Rosie, usando sempre la contrattazione verbale e quella dose di astuzia che ha permesso ad alcuni di diventare dei sopravvissuti, passa dal servizio di pulizie delle camere a gas a una fabbrica di armi. Il fatto di saper cantare e ballare diventa notizia e quasi per caso si presenta nel circolo dove i tedeschi con la divisa della morte si ubriacano e canticchiano arcinote canzonette. Canta anche lei, intrattenendoli. E quelli, sbracati, volgari, ubriachi, ascoltano i motivi che Rosie, mentendo, dice siano le note e le parole in versi più in voga nella Germania di quei mesi. È un bluff. E la plebaglia nazista, poco importa il grado, ci crede. Lei ovviamente evita il jazz o lo swing, ben sapendo che i tedeschi avevano bollato questi generi musicali anglo-americani come esempi di “deaerazione”. Insegna ai nazisti, che cominciano ad avvertire il crollo del Terzo Reich e s’allarmano udendo in lontananza il suono cupo delle armi russe, il galateo del ballerino. Come se fosse ancora la responsabile di una scuola di danza, addirittura pretende che quei contadinacci, non troppo puliti e con l’alito pesante, ma resi assurdamente sicuri dalla divisa SS, facciano un primo inchino quando desiderano invitare una donna a danzare e un secondo, di ringraziamento, a ballo terminato.
Rosie, che sogna sempre l’amore, la vicinanza fisica, la tenerezza, ha occasione di fare l’amore con uno di quei soldati, forse il più lucido a proposito dell’imminente sfascio dell’impero nazista. Lo consola, accarezza i suoi capelli intuendo la sua profonda malinconia di marito lontano dalla moglie, già incredulo e timoroso al pensiero di come comportarsi davanti agli uomini dell’armata russa. Che sono a pochi chilometri, effettivamente. Proprio per questa ragione i nazisti smantellano il campo di concentramento, pur lasciando, inevitabilmente le tracce dello sterminio di massa. I detenuti, quelli che ce la fanno, sono trasferiti verso il confine danese. Viaggiano su vagoni ferroviari scoperti dopo massacranti marce a piedi. Rosie va in un campo di raccolta e alla fine, testardamente, riesce a unirsi agli svedesi tramite la Croce rossa di Stoccolma. Ha un acre risentimento verso i Paesi Bassi, li accusa di acquiescenza verso i tedeschi, di tradimento, di sconcertante passività in cambio di benessere economico e ripresa industriale, a tutto vantaggio, ovviamente, di quella borghesia che è sempre pronta a inchinarsi all’invasore. Sì, la borghesia che consente così facilmente l’allargarsi del cancro della dittatura.

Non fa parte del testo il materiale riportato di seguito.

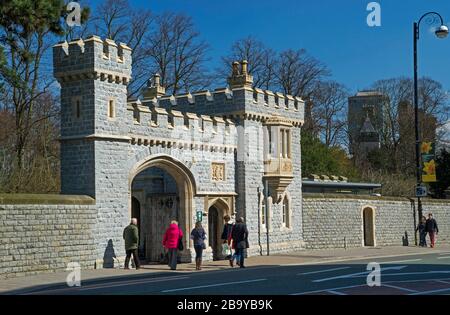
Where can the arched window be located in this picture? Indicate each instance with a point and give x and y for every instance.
(263, 212)
(286, 212)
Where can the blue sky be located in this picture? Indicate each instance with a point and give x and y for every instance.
(332, 31)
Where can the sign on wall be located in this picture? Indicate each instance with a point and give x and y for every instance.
(427, 151)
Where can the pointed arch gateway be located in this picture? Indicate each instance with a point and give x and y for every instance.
(217, 208)
(186, 190)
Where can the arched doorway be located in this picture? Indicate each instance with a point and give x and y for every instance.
(213, 232)
(136, 213)
(368, 226)
(216, 212)
(166, 191)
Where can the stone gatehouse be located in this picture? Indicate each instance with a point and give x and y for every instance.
(168, 157)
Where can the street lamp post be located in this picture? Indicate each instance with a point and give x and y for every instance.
(441, 32)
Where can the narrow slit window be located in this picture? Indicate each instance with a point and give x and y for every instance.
(263, 212)
(111, 109)
(78, 109)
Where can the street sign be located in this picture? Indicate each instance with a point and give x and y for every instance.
(199, 216)
(421, 191)
(427, 152)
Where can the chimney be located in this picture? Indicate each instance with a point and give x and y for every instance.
(240, 79)
(154, 88)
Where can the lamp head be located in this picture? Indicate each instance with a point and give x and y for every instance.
(442, 31)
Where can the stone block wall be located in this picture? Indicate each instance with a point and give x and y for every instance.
(43, 233)
(332, 221)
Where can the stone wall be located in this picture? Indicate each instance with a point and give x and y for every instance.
(333, 221)
(43, 233)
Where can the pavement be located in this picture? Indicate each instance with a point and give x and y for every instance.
(404, 271)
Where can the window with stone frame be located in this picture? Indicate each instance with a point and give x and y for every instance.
(286, 213)
(76, 108)
(111, 109)
(263, 212)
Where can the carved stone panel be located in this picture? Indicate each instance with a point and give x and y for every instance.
(218, 172)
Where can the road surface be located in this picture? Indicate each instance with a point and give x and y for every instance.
(417, 274)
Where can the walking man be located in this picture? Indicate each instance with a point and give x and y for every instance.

Rosie non dimentica il marito e l’amante, entrambi olandesi, e li denuncerà alle autorità di Amsterdam. Rosie, in mezzo agli svedesi, balla il Bolero: «Fu la mia danza di liberazione. Ero già libera da un paio di settimane, ma lo divenni davvero quella sera. Penso che per molte delle donne presenti sia stato lo stesso». L’autore del libro riceve la notizia della morte della zia. Viveva col marito nei sobborghi di Goteborg. Paul spargerà in acqua le ceneri di una zia che mai immaginava fosse stata una singolarissima eroina ebrea, coraggiosa e anticonformista. Ma soprattutto determinata a sopravvivere.